Символика Православного Храма | страница 13
Тогда каково же положение, или состояние церковных образов и символов по отношению к нынешней земной реальности и реальности бытия первообразов (архетипов)? Излагая суть теории образа Максима Исповедника В. М. Живов пишет: «Церковь и есть первичный образ, движущийся к своему архетипу, с нею и в ней все тварное, а как было показано, всякое тварное (в Церкви — о. Л.) выступает в качестве образа своего нетварного логоса — архетипа — входит в Бога, дабы Бог был «всем во всех» (1 Кор. 15, 28). Через Церковь «Бог, сделавший из человеков богов по благодати, делает все сотворенное Своим» (Амв. 7: 1088 с.). Как пишет А. Риу, Церковь у Максима есть лишь «символический» переход, пасхальный и эсхатологический «исход» Таинства в мир и мира в Таинство. Она сама есть Мистагогия, как «путь Таинства». Она не уравнивается ни с Богом, ни с тварью, но является ипостасным ядром присутствия Бога в мире и мира в Боге» (указ. соч., с. 119-120). Подобно сему, схоже о сим любой церковный образ (символ) не уравнивается ни с земным, ни с небесным бытием, но является ипостасным ядром присутствия первообразного в образе и образа — в первообразном (в архетипе). Более того, согласно Максиму Исповеднику и другим отцам, образ обладает способностью к движению к «пасхальному исходу», «переходу» в область бытия первообразного, то есть к Царству Небесному, «Иерусалиму новому». Независимо от Живова, инок афонского монастыря Ставроикиты иеромонах Григорий говорит, что вся совокупность содержимого Церковью и совершающегося в ней «сосредотачивает в Одном все Таинства Церкви, целью которых является переход (Пасха) человека и творения из этого мира в другую, «странную», действительность и совершение нового во Христе и Духе Святом творения» (Литургия Божественной Евхаристии. Богословские труды. 1980., вып. 21, с. 145).

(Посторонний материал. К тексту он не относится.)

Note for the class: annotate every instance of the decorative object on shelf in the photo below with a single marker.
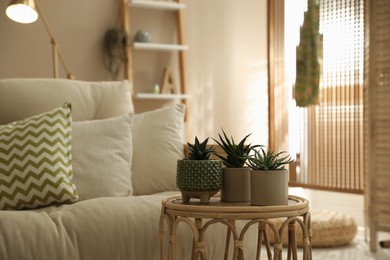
(198, 176)
(269, 178)
(142, 36)
(236, 177)
(115, 41)
(168, 83)
(27, 11)
(156, 89)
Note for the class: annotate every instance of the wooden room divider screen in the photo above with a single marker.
(377, 119)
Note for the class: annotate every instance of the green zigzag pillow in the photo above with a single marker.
(36, 161)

Все это, подтверждая ранее нами сказанное, вместе с тем сообщает нам и нечто новое, а именно: состояние образного строя церковной жизни есть состояние движения, перехода (Пасхи!) человека и оцерковляемой материи в область вечного бытия Царства Небесного.
Отчасти такое движение обусловлено постоянным стремлением человека в Богоуподоблению, которое, начинаясь в земных условиях, продолжается в вечности и не может иметь предела, ибо беспределен Бог. Кажется, из этого можно было бы сделать вывод, что в таком же состоянии должны находиться образы и символы Церкви, то есть также стремиться ко все большему подобию своим первообразам, поскольку спасение человека тесно связано со спасением твари. В определенном глубинном смысле так это и есть, и так должно быть. Но в поверхностной (эмпирической) действительности это стремлением может прерываться в эпохи, когда происходит какой-то отход, отступление (апостасия) от исконных устоев церковной жизни. В таких периодах возможно даже движение вспять, или в сторону, по ложному пути. Одной из таких эпох, без сомнения, является наша, нынешняя. Соблазны католицизма, недопонимающего смысл и значение образа, и особенно соблазны протестантизма с его бесчисленными разновидностями и сектами, вообще отрицающего иконопочитание, заражают и сознание многих православных. Мы видим, как у нас на глазах экуменисты и модернисты ради достижения «христианского единства» с современными еретиками иконоборческого толка третируют так называемую «внешнюю сторону» веры, то есть литургическую жизнь Церкви со всеми образами и символами, объявляя ее чем-то настолько второстепенным, что она, якобы, даже и не касается существа Православия. По их мнению, церковная символика и «обрядность» — это только человеческая, исторически обусловленная традиция, нечто такое, что может выглядеть так, а может — иначе, а может и вообще не существовать... При этом часто повторяются сектантские ссылки на текст Евангелия, «Бог есть дух: и поклоняющиеся Ему должны поклоняться в духе и истине» (Ин. 4, 24). Ошибочность протестантских и сектантских выводов из этих слов изобличается контекстом самого Евангелия. Кто и когда это сказал? Тот, Кто в момент произнесения этих слов Сам был Богом воплотившимся! Следовательно, поклонение Богу «в духе и истине» не только не отвергает внешнюю вещественную «обрядность» и символику, но, напротив, принципиально предполагает наряду с чисто духовными средствами служения также и формы и действия вещественные, материальные как непременные и обязательные, органические присущие Церкви Христовой!